The title of this post is the title of this new paper recently posted to SSRN and authored by Meara Maccabee, a student at The Ohio State University Moritz College of Law. This paper is part of a student paper series supported by OSU's Drug Enforcement and Policy Center, and here is its abstract:
As inflation pushes the prices of goods higher and higher, the monetary thresholds that separate misdemeanor thefts from felony thefts deflate. This paper argues that deflated felony thresholds provide courts a unique opportunity to wade into what is typically 'properly within the province of legislatures': sentence proportionality. Because inflated thresholds are the result of a natural economic event, rather than legislative enactment, courts have more deference to find felony sentences disproportionate when the underlying theft would have constituted a misdemeanor absent inflation.
October 19, 2022 at 01:08 PM | Permalink
Comments
I would note that inflation has the opposite effect on fines. While reasonable people can disagree on what is an appropriate maximum fine for a particular offense, when the fine schedule is adopted, it has a certain purchasing power equivalent (dinner and a movie, taking the family to a ball game, a vacation, a new car, etc.) But over time what might have been the equivalent of a vacation is now the equivalent of taking a family to a ball game or dinner for two at a chain casual dining restaurant.
To use my state as an example, prior to our last revision, the maximum fine had stayed the same for almost 40 years. When originally enacted, the maximum fine for a felony was about the average price of a new car. By the time that we adopted the last batch of revisions, that maximum fine was only about one-fifth of the price of a new car. (And we only bumped up the maximum fine to about one-half of the price of a new car.)
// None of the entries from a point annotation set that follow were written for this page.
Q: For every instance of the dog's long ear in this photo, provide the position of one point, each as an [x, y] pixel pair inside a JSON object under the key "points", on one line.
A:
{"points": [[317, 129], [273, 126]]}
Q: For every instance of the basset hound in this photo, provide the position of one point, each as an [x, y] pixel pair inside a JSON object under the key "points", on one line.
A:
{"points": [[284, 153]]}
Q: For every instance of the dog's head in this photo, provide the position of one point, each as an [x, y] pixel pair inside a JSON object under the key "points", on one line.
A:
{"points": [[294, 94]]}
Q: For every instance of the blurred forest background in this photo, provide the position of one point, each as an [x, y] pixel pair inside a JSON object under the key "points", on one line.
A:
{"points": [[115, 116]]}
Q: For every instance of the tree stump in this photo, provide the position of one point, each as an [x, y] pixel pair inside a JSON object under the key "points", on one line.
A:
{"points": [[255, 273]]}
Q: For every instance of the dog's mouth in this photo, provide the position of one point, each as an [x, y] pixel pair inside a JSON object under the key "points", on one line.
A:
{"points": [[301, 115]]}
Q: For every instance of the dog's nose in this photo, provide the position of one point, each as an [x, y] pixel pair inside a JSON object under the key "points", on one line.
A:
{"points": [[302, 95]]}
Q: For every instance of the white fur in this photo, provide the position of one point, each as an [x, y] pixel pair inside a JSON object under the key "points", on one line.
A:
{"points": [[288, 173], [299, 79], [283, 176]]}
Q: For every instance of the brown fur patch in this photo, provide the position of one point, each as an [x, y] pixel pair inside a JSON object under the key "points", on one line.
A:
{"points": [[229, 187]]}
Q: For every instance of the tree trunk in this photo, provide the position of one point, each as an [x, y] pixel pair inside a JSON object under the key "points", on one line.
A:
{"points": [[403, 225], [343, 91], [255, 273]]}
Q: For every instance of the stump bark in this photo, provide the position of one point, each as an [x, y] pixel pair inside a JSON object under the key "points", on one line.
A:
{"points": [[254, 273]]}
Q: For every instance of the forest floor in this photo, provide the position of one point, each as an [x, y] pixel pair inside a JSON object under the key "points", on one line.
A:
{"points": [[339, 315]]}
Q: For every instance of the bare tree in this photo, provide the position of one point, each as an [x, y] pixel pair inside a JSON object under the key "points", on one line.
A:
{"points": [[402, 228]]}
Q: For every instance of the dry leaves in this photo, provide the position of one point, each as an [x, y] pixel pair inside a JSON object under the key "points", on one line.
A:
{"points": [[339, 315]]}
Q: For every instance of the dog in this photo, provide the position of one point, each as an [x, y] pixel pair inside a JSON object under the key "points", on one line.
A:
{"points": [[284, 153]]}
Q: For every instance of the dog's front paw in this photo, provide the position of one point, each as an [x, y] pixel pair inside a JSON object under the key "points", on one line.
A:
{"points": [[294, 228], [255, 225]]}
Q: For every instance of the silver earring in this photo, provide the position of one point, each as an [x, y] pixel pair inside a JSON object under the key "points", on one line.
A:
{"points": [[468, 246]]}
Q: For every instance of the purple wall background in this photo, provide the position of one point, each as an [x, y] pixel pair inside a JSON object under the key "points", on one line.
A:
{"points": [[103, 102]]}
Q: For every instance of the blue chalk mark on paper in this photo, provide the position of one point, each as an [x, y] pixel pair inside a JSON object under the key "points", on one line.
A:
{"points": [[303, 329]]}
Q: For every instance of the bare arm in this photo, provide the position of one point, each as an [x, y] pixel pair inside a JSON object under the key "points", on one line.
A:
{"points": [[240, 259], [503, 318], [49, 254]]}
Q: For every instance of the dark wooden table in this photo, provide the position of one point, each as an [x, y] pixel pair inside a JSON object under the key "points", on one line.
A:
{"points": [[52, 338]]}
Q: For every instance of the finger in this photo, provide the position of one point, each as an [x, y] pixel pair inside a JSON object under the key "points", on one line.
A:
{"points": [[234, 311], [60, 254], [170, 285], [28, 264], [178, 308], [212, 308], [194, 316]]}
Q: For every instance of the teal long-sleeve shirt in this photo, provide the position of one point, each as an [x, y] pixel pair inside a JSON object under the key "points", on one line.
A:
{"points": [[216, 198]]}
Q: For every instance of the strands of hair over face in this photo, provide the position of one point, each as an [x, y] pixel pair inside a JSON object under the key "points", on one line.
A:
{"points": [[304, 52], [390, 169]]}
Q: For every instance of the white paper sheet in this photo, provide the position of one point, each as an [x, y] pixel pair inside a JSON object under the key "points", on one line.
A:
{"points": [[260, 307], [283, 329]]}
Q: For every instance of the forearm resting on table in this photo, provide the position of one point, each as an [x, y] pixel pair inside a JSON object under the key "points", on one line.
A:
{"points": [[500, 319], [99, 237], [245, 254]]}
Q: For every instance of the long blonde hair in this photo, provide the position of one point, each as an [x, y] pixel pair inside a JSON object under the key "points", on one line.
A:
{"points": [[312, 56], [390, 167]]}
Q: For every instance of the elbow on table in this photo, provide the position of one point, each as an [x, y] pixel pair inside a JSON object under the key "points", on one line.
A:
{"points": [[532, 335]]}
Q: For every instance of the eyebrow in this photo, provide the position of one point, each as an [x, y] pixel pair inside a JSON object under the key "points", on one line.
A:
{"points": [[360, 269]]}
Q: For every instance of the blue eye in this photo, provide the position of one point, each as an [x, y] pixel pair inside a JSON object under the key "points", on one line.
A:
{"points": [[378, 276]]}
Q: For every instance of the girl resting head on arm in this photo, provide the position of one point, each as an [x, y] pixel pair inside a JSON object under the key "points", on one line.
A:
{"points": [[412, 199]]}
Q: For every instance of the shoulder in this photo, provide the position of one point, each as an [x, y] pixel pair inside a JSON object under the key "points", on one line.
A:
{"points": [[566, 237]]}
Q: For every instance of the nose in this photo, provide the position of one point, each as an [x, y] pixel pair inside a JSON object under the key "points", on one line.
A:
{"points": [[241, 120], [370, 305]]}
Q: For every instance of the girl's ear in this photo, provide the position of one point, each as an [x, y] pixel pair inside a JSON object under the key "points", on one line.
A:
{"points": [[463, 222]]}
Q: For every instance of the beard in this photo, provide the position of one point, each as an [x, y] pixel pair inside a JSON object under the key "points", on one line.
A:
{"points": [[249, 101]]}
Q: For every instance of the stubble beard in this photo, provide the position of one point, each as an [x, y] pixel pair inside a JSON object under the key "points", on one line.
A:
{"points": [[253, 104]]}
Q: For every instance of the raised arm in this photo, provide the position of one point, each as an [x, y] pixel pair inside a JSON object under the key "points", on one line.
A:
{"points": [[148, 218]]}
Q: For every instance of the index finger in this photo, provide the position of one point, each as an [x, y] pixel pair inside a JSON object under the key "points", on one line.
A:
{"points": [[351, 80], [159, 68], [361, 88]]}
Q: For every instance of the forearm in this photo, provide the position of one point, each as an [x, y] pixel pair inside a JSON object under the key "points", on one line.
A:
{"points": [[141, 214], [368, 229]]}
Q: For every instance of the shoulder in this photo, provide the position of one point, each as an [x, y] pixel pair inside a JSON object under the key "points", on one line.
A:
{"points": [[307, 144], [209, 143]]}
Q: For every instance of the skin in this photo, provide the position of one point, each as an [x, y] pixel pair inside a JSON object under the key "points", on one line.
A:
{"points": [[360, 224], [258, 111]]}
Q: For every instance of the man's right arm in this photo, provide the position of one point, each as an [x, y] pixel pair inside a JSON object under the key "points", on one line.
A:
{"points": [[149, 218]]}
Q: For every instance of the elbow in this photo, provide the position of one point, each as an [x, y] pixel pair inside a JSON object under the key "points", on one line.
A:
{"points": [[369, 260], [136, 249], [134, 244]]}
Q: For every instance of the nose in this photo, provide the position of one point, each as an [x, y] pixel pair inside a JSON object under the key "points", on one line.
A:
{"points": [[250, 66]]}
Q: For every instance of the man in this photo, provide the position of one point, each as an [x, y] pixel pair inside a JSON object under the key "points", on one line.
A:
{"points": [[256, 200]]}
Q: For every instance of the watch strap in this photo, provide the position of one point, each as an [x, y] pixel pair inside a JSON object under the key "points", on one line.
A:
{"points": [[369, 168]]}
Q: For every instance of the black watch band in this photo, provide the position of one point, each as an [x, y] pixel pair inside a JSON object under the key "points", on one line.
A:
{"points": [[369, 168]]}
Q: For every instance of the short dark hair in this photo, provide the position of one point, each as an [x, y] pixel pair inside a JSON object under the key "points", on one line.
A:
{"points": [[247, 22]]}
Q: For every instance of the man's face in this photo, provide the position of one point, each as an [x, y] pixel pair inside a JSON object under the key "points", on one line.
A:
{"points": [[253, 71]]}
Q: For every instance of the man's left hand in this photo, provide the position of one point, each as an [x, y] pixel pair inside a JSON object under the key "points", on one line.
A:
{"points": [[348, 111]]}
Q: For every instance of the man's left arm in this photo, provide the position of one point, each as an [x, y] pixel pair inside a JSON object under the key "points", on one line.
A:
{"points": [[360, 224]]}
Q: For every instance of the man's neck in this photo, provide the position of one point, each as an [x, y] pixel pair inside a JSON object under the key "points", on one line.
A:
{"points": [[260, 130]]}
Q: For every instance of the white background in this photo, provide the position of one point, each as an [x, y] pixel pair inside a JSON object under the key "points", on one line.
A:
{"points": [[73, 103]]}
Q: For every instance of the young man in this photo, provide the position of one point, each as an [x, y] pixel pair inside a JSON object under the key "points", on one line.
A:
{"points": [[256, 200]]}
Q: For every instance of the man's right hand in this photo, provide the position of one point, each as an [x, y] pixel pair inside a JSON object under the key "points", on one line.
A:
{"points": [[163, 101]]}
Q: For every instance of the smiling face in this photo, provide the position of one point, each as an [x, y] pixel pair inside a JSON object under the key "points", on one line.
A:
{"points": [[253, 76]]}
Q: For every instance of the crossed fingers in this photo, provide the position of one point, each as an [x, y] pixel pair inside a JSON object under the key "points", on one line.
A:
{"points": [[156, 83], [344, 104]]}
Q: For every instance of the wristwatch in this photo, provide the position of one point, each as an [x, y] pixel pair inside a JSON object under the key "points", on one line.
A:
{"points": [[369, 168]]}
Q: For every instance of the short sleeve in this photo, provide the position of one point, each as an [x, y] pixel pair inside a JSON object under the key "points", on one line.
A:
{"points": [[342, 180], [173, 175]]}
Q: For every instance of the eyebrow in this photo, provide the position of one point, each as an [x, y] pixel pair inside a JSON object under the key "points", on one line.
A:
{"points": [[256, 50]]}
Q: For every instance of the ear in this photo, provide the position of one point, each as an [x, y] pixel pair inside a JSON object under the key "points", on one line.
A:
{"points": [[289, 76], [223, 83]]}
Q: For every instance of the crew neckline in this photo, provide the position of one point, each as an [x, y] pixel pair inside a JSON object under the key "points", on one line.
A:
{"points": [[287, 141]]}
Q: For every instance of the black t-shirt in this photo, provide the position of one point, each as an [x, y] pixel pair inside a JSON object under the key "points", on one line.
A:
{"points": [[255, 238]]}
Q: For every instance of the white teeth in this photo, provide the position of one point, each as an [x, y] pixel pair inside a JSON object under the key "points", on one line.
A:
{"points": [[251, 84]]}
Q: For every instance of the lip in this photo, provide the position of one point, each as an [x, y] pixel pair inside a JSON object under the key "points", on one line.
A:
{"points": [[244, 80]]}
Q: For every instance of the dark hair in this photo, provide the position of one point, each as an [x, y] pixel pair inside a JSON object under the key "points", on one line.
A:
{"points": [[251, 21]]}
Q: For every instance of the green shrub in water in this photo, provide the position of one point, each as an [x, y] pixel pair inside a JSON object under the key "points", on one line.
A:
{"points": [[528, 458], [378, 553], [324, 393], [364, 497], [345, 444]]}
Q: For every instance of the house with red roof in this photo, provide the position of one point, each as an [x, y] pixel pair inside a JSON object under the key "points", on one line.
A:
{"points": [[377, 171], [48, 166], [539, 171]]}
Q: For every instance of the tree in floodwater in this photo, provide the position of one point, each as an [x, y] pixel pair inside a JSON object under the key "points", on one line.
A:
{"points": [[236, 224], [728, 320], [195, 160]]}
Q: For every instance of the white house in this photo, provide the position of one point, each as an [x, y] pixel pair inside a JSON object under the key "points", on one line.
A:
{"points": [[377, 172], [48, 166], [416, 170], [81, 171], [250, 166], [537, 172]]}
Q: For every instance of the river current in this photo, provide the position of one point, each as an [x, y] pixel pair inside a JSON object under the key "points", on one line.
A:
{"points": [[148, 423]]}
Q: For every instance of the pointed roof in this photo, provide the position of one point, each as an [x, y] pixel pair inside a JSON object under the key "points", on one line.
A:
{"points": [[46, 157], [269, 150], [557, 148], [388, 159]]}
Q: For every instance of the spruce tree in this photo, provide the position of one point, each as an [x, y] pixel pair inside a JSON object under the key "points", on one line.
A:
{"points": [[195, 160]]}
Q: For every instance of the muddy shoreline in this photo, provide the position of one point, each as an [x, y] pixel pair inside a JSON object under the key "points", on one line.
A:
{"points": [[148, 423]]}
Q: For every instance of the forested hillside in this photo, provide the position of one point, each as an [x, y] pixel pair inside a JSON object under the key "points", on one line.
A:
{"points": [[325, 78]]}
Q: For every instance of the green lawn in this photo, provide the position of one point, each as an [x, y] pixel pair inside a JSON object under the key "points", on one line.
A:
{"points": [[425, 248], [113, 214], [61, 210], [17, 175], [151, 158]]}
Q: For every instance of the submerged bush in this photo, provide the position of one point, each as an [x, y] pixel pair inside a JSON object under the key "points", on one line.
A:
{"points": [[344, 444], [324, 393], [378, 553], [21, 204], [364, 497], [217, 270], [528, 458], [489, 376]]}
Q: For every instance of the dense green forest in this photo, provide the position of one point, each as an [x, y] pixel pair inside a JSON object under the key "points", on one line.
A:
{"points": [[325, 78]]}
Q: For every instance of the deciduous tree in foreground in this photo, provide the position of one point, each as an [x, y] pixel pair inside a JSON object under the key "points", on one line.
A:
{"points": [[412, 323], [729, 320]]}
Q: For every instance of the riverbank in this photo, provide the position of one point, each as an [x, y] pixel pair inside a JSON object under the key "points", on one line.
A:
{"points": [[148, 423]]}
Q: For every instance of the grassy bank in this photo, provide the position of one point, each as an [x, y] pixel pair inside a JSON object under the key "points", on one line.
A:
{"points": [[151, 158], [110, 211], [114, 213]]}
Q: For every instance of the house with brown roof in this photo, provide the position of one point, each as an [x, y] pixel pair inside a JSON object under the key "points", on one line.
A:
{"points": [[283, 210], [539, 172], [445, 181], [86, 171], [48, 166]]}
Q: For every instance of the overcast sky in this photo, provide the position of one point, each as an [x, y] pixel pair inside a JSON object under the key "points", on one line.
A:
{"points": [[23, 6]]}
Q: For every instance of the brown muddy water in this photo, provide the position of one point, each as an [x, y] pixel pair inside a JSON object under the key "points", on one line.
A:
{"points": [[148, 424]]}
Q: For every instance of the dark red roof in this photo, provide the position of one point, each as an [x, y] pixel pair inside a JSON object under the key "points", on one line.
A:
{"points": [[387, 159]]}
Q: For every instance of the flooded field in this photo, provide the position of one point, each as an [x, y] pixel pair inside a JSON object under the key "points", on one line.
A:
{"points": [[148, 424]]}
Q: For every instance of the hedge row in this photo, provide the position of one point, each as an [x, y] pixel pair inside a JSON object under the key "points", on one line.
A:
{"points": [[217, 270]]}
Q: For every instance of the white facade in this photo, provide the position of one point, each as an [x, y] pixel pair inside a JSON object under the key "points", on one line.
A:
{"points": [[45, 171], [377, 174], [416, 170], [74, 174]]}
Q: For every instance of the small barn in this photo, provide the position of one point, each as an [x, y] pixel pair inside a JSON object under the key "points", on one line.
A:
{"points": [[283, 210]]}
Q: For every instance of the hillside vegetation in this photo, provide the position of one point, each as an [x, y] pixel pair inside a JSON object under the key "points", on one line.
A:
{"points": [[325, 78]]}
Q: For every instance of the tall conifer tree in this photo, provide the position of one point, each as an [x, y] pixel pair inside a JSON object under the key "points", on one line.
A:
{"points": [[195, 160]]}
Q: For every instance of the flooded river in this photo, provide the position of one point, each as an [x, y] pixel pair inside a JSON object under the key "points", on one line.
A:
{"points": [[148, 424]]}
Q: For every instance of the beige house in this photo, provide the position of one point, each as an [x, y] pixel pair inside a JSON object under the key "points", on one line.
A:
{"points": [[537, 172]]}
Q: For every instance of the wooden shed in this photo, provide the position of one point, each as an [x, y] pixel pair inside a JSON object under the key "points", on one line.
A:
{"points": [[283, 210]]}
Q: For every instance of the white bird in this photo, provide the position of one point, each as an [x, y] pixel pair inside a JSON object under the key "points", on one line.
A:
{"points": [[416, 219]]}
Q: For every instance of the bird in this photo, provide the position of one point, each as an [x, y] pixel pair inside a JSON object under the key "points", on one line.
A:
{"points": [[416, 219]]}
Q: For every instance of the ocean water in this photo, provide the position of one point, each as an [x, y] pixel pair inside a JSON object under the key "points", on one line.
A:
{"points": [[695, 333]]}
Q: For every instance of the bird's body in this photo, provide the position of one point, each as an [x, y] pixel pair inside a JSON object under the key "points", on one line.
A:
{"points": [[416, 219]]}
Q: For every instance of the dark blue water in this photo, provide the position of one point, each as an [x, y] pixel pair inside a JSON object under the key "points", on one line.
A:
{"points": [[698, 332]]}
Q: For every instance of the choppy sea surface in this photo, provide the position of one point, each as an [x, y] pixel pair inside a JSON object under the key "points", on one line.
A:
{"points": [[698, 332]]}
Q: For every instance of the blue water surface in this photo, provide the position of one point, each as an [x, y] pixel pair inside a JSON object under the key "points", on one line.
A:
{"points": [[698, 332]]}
Obviously, whether we are talking fine schedules or the thresholds used for various degrees of certain offenses, the legislature is drawing a bright line that it hopes to reflect a certain purchasing power. But, outside of the type of indexing that would create serious legal issues related to adequate notice, the only real solution is some automated legislative review of those values on a periodic basis. I am not sure courts are well-suited to determine when things have gotten too far out of whack.